I began to organize the poems based on the symbol for infinity. That is, I moved from one connecting poem to another—whether in time, space, or personal and public experience—in order to create the appearance of one endless experience that African American people go through at various times and places, and always. And I must admit that I didn’t know I was doing this until the poems made me aware of the unconscious movement that was taking place. I learned more deeply that creative energy has a way of doing its own thing—and to trust it and fight against allowing my mind to censor it.

6. Would you recommend writers pursue an MFA?
I would recommend that writers think deeply, perhaps over a period of time, about how they want to experience their writing, what work they want their writing to do in the world, and how they want their work to enter and live in the world to do that work. From this viewpoint, at least a well thought out decision can be made as to whether there is any value in pursuing an MFA.

7. What is one thing that surprised you during the writing of Every Hard Sweetness?
I was surprised to learn that I actually could use words and images to act as purveyors of emotion. With this understanding, or from this perspective, I could write the hurting things while focusing on language, language use, and structure. Also that’s how I ended up using pictures and graphics to deepen meaning—a kind of see-for-yourself idea.
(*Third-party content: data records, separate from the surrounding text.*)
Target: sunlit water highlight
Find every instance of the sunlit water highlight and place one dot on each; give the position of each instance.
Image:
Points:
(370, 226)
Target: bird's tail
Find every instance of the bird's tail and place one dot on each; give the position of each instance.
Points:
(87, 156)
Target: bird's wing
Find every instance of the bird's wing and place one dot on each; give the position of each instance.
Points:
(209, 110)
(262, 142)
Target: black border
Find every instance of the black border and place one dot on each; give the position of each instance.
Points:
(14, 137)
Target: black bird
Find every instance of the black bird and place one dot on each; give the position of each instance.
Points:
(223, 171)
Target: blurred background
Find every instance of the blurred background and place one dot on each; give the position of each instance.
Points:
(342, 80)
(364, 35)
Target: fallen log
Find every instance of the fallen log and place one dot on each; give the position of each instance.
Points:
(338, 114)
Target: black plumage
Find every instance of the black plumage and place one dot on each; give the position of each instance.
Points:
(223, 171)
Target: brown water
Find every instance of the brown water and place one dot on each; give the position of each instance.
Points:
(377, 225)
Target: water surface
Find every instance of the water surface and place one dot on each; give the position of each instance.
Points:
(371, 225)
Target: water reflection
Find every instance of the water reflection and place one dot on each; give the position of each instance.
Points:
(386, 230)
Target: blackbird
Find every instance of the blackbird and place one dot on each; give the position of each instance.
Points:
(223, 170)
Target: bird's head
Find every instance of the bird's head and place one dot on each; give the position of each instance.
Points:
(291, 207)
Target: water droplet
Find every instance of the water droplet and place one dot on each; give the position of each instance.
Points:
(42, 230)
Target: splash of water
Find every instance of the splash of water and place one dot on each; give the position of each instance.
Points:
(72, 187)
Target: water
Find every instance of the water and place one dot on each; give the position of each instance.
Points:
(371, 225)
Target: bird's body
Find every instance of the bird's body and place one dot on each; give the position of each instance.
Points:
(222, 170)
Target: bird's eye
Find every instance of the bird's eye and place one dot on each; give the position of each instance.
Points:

8. If you could go back in time and talk to the earlier you, before you started Every Hard Sweetness, what would you say?
This is an opportunity to develop a courageous spirit. Be brave! Be brave! Above all, be brave!

9. What forms of work, other than writing, did you have to do to complete this book?
To complete this book I did a meditative practice every day, morning, and evening. I did yoga. I played my flute, running notes together—never a song, just making sounds that seemed to correspond to my feelings. I guess one could say it was improvisation. I went to my hometown and walked to the creek to sit quietly. I talked with old friends and new ones. I spoke with the two journalists who investigated the state hospital I write about in the book and met with one of them. I did research and read the book the other journalist had written as a result of the investigation.

10. What’s the best piece of writing advice you’ve ever received?
“Never be ashamed or embarrassed about your life.” This advice opened me and rearranged my heart. It helped me begin to understand how I could get writing to function for me, to lift me.